(defun memb (e x)
  (if (endp x)
      nil
      (if (equal e (car x))
          t
          (memb e (cdr x)))))

(defun ap (x y)
  (if (endp x)
      y
      (cons (car x)
            (ap (cdr x) y))))

(defun rm! (e x)
  (if (endp x)
      nil
      (if (equal e (car x))
          (rm! e (cdr x))
          (cons (car x)
                (rm! e (cdr x))))))

(defun set-equal (x y)
  (if (endp x)
      (endp y)
      (and (memb (car x) y)
           (set-equal (rm! (car x) (cdr x))
                      (rm! (car x) y)))))

(defthm memb-rm!
  (equal (memb e (rm! d x))
         (if (equal e d)
             nil
             (memb e x))))

#|
(defthm memb-rm!-fact1
  (implies (equal e d)
           (not (memb e (rm! d x)))))

(defthm memb-rm!-fact2
  (implies (not (equal e d))
           (equal (memb e (rm! d x))
                  (memb e x))))
|#

(defthm set-equal-prop1
  (implies (set-equal x y)
           (iff (memb e x)
                (memb e y))))

; -----------------------------------------------------------------
; This is easily proved:
(thm (equal (ap (ap a b) c) (ap a (ap b c))))
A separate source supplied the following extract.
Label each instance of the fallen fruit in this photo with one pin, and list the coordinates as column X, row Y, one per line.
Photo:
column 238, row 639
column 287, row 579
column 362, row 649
; This is is "impossible" to prove by induction:
(thm (equal (ap (ap a a) a) (ap a (ap a a))))

; This can be easily proved:
(thm (equal (ap (ap a b) b) (ap a (ap b b))))
; -----------------------------------------------------------------


(defun subset (x y)
  (if (endp x)
      t
      (and (memb (car x) y)
           (subset (cdr x) y))))

(defthm rm!-ap
  (equal (rm! e (ap a b))
         (ap (rm! e a)
             (rm! e b))))

(defthm subset-rm!
  (implies (subset x y)
           (subset (rm! e x)
                   (rm! e y))))

;-----------------------------------------------------------------

(i-am-here)

*** Key checkpoint under a top-level induction: ***

Subgoal *1/3.1'
(IMPLIES (AND (CONSP A)
              (NOT (MEMB (CAR A) B))
              (SUBSET B A))
         (SET-EQUAL (AP (RM! (CAR A) (CDR A))
                        (RM! (CAR A) B))
                    (RM! (CAR A) (CDR A))))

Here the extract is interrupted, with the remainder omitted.